2. Lorsque le juge des référés est saisi, sur le fondement de l'article L. 521-3 du code de justice administrative, aux fins d'enjoindre à l'administration de prendre toute mesure utile dans un sens déterminé, il doit veiller à ce que cette demande présente un caractère d'urgence et d'utilité, qu'elle ne se heurte à aucune contestation sérieuse et que la mesure demandée ne fasse obstacle à l'exécution d'aucune décision administrative.
3. D'autre part, aux termes de l'article R. 432-1 du code de l'entrée et du séjour des étrangers et du droit d'asile : " Le silence gardé par l'autorité administrative sur les demandes de titres de séjour vaut décision implicite de rejet ". Selon l'article R. 432-2 du même code : " La décision implicite de rejet mentionnée à l'article R. 432-1 naît au terme d'un délai de quatre mois ".
4. M. B, ressortissant marocain né le 7 février 1992 à Bhalil (Maroc), titulaire d'une carte de séjour pluriannuelle mention " Passeport talent " valable du 3 juillet 2019 au
2 juillet 2023, a déposé le 12 mars 2023 une demande de renouvellement de ce titre sur la plateforme " Administration Numérique des Etrangers en France " (ANEF). M. B demande qu'il soit enjoint à la préfète du Val-de-Marne de le convoquer afin de lui permettre de déposer physiquement sa demande de renouvellement de titre de séjour.
5. Toutefois, d'une part, il résulte de l'instruction que M. B a bien déposé une demande de renouvellement de son titre de séjour, enregistrée le 12 mars 2023 sur la plateforme ANEF, qui, bien qu'apparaissant en cours d'instruction sur son compte ANEF, doit désormais être regardée comme ayant fait l'objet d'une décision implicite de rejet en vertu des dispositions précitées des articles R. 432-1 et R. 432-2 du code de l'entrée et du séjour des étrangers et du droit d'asile. D'autre part, le requérant n'allègue pas avoir réalisé de démarches tendant à la présentation d'une nouvelle demande, qui se seraient heurtées à des difficultés faisant obstacle à son enregistrement. Par conséquent, les conclusions à fin d'injonction de la fixation d'un rendez-vous pour le dépôt d'une telle demande sont dépourvues d'utilité.

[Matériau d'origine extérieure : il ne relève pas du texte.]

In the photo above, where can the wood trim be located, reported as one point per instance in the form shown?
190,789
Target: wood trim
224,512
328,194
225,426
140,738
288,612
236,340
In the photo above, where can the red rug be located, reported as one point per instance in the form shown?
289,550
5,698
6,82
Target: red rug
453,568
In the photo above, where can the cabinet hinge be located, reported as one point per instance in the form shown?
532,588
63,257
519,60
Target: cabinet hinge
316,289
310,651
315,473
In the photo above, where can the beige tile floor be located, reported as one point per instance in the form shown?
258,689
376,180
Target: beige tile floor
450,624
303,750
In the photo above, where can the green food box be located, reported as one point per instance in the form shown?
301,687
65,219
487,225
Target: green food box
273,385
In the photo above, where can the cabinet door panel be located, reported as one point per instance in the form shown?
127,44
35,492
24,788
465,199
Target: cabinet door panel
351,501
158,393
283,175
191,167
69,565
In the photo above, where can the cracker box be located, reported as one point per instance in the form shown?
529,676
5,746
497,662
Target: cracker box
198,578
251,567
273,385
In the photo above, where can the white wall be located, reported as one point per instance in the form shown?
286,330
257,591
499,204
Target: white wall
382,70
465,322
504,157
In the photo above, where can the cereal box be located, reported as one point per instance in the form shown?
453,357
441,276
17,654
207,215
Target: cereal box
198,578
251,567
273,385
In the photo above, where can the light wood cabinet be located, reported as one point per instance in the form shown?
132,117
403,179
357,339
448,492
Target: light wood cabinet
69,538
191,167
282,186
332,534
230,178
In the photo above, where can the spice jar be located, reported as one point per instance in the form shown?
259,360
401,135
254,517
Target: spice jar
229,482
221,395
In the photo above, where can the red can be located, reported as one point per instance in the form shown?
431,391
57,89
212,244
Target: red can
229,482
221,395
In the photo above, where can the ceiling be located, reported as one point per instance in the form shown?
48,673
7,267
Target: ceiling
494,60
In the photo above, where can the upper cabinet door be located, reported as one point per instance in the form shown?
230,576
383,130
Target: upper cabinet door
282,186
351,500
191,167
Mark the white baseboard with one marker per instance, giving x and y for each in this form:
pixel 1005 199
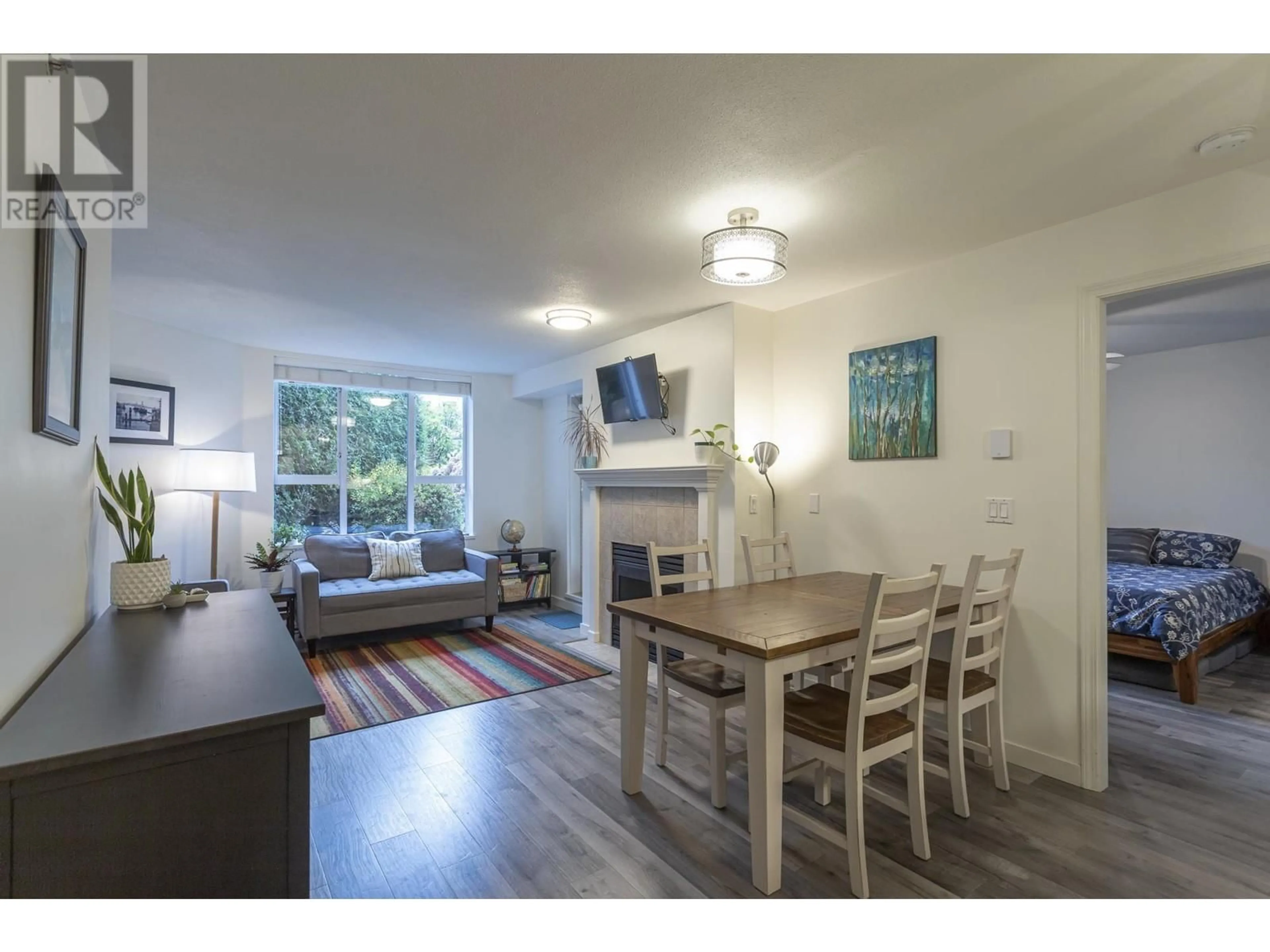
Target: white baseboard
pixel 1048 765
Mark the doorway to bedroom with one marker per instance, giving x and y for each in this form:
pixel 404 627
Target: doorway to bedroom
pixel 1187 451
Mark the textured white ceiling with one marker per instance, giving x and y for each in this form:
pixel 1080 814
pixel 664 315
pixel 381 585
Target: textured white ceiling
pixel 1207 311
pixel 429 210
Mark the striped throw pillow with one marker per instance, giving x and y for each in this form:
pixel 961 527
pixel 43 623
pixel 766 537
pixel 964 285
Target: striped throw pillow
pixel 396 560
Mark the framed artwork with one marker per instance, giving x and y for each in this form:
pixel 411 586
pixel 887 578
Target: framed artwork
pixel 62 256
pixel 142 413
pixel 892 393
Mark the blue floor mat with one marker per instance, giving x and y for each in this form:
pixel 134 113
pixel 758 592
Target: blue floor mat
pixel 559 620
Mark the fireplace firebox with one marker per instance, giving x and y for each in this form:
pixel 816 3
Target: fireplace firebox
pixel 632 579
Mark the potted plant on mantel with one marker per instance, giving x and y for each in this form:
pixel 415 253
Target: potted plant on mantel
pixel 586 436
pixel 271 562
pixel 710 442
pixel 140 580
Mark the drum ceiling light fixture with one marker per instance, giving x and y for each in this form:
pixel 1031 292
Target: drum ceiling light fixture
pixel 743 254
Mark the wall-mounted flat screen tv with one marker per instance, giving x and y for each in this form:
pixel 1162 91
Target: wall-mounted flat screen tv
pixel 630 390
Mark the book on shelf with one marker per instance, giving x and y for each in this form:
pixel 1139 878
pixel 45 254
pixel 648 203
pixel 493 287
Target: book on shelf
pixel 512 591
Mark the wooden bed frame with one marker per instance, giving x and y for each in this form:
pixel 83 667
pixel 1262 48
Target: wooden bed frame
pixel 1187 672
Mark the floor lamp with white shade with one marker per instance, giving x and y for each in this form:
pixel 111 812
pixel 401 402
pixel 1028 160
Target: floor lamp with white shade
pixel 216 471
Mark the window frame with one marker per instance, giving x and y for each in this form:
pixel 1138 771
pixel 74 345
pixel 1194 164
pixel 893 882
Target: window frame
pixel 340 479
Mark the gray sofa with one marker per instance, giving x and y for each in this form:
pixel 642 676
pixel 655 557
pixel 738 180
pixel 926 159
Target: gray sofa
pixel 334 595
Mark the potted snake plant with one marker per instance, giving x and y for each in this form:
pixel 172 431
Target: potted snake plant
pixel 129 503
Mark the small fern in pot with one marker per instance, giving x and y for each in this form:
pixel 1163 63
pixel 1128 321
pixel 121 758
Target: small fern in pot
pixel 271 562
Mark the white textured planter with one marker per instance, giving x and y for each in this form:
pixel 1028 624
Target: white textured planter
pixel 140 584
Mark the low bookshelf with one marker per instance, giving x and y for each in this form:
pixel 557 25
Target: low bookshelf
pixel 524 577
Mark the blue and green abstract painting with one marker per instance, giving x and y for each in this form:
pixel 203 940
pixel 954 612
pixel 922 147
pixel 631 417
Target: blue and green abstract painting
pixel 893 402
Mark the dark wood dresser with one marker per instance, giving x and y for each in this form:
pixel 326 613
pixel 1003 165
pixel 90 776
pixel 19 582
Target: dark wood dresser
pixel 167 754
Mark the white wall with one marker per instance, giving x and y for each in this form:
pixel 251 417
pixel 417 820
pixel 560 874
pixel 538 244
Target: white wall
pixel 1006 320
pixel 54 574
pixel 1188 442
pixel 754 336
pixel 207 375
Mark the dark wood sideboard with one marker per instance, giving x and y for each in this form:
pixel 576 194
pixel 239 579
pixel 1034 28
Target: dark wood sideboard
pixel 166 756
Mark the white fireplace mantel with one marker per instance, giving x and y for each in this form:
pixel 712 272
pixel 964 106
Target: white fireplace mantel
pixel 704 479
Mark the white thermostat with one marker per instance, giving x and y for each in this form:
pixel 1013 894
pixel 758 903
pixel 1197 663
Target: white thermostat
pixel 1000 445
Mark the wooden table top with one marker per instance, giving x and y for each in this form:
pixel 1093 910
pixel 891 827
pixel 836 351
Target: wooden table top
pixel 775 619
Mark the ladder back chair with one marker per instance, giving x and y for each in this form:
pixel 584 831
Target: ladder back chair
pixel 967 682
pixel 851 732
pixel 754 567
pixel 714 687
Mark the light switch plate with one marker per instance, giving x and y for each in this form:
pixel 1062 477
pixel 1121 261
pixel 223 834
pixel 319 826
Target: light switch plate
pixel 1000 509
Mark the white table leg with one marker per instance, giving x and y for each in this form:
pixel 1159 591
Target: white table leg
pixel 765 742
pixel 634 689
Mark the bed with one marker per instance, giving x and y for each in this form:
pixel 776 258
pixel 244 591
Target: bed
pixel 1179 614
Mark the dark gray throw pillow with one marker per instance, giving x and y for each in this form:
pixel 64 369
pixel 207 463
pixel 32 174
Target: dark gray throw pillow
pixel 1132 546
pixel 443 549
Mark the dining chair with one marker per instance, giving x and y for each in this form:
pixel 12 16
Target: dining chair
pixel 967 683
pixel 826 673
pixel 714 687
pixel 851 732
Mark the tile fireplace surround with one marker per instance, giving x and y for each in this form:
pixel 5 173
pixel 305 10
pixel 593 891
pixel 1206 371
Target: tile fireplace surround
pixel 672 506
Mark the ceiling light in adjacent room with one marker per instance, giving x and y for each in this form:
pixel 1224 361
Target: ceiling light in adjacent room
pixel 743 254
pixel 568 319
pixel 1227 141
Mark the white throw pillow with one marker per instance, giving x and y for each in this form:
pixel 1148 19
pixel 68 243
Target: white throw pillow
pixel 396 560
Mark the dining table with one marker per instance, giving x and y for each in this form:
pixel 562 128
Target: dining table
pixel 764 630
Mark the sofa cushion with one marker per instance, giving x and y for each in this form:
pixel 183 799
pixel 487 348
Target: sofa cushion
pixel 443 549
pixel 341 596
pixel 341 556
pixel 394 559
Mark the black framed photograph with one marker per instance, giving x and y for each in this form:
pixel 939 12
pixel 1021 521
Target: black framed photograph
pixel 62 256
pixel 142 413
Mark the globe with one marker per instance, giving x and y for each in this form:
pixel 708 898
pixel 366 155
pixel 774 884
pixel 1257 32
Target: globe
pixel 514 531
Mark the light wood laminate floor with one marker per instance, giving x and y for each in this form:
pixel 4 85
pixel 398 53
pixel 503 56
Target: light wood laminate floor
pixel 523 798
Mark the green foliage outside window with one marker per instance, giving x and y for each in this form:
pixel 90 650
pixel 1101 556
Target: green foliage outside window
pixel 378 459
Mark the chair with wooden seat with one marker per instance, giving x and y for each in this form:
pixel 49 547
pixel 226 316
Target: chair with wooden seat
pixel 714 687
pixel 850 732
pixel 777 565
pixel 967 683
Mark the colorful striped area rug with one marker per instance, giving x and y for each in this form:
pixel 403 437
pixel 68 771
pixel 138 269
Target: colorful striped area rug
pixel 369 685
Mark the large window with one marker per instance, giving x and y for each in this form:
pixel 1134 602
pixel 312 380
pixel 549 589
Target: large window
pixel 356 460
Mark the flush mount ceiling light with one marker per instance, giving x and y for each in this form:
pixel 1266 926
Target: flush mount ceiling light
pixel 568 319
pixel 743 254
pixel 1227 141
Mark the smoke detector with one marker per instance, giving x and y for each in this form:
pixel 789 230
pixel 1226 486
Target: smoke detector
pixel 1229 141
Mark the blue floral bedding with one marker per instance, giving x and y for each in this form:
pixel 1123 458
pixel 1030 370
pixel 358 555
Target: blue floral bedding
pixel 1176 606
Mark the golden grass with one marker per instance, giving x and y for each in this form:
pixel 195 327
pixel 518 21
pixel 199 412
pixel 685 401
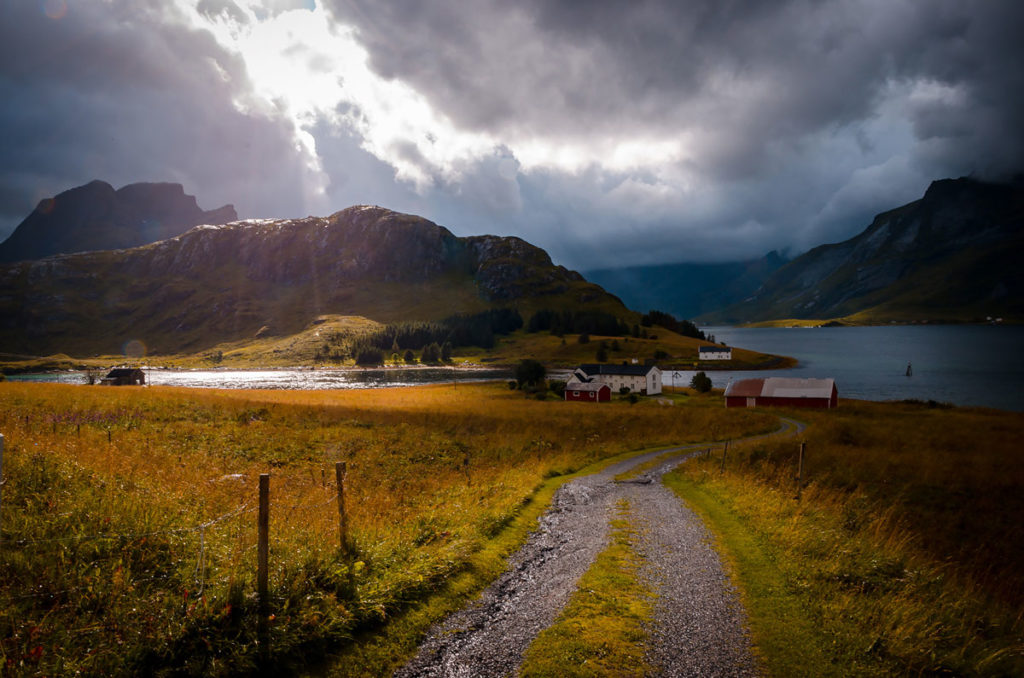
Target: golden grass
pixel 129 523
pixel 905 546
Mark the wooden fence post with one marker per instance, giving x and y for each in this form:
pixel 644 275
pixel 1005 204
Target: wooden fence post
pixel 800 470
pixel 339 474
pixel 1 483
pixel 262 552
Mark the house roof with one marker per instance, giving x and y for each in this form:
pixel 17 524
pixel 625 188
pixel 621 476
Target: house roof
pixel 781 387
pixel 744 388
pixel 587 386
pixel 122 372
pixel 626 370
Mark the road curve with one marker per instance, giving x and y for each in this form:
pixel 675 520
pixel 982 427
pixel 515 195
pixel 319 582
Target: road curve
pixel 698 627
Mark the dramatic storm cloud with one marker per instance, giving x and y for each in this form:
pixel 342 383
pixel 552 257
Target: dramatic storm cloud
pixel 609 133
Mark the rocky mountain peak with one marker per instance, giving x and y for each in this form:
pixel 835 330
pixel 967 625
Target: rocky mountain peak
pixel 94 216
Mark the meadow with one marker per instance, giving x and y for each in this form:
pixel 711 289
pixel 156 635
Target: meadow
pixel 128 516
pixel 901 552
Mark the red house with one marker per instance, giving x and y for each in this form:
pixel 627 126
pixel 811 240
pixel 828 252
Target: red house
pixel 588 391
pixel 782 392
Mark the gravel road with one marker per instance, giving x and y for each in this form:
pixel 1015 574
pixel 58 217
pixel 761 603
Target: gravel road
pixel 698 626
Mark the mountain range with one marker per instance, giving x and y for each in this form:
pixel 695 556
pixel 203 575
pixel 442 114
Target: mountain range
pixel 238 281
pixel 95 216
pixel 954 255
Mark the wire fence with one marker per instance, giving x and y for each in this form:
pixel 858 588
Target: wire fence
pixel 213 533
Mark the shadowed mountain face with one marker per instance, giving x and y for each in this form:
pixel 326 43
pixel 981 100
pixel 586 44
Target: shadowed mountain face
pixel 97 217
pixel 686 290
pixel 225 283
pixel 953 255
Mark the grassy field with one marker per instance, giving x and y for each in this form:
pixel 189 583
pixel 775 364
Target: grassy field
pixel 129 514
pixel 902 555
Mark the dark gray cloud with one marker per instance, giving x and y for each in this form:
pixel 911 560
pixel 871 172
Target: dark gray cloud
pixel 747 126
pixel 747 78
pixel 115 91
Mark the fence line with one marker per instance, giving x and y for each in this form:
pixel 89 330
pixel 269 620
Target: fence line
pixel 132 536
pixel 201 569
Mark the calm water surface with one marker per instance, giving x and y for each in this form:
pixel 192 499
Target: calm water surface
pixel 958 364
pixel 963 365
pixel 295 379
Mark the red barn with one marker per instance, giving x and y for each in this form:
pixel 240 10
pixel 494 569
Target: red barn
pixel 588 391
pixel 782 392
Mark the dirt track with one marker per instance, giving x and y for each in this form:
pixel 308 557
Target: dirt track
pixel 698 627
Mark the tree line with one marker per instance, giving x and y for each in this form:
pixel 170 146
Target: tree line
pixel 435 340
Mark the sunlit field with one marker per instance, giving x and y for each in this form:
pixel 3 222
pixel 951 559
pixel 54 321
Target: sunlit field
pixel 904 550
pixel 129 514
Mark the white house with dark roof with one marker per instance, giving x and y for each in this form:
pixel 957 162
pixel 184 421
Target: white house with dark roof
pixel 643 379
pixel 715 353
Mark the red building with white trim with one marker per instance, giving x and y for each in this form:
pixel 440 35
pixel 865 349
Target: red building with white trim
pixel 588 392
pixel 782 392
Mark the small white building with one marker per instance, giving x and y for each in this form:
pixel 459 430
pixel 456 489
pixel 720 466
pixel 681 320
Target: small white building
pixel 715 353
pixel 643 379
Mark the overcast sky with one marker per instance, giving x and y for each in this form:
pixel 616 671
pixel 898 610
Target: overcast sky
pixel 608 132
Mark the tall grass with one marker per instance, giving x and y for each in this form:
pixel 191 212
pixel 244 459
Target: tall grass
pixel 128 519
pixel 905 546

6. Il résulte de ce qui précède que les conclusions présentées par M. B sur le fondement de l'article L. 521-3 du code de justice administrative doivent être rejetées, ainsi, par voie de conséquence, que celles tendant à l'application des dispositions de l'article
L. 761-1 du code de justice administrative.
O R D O N N E :
Article 1er : La requête présentée par M. B est rejetée.
Article 2 : La présente ordonnance sera notifiée à M. A B et au ministre de l'intérieur et des outre-mer.
Copie en sera adressée à la préfète du Val-de-Marne.
La juge des référés,
Signé : C. Letort
La République mande et ordonne au ministre de l'intérieur et des outre-mer en ce qui le concerne et à tous commissaires de justice à ce requis en ce qui concerne les voies de droit commun contre les parties privées de pourvoir à l'exécution de la présente ordonnance.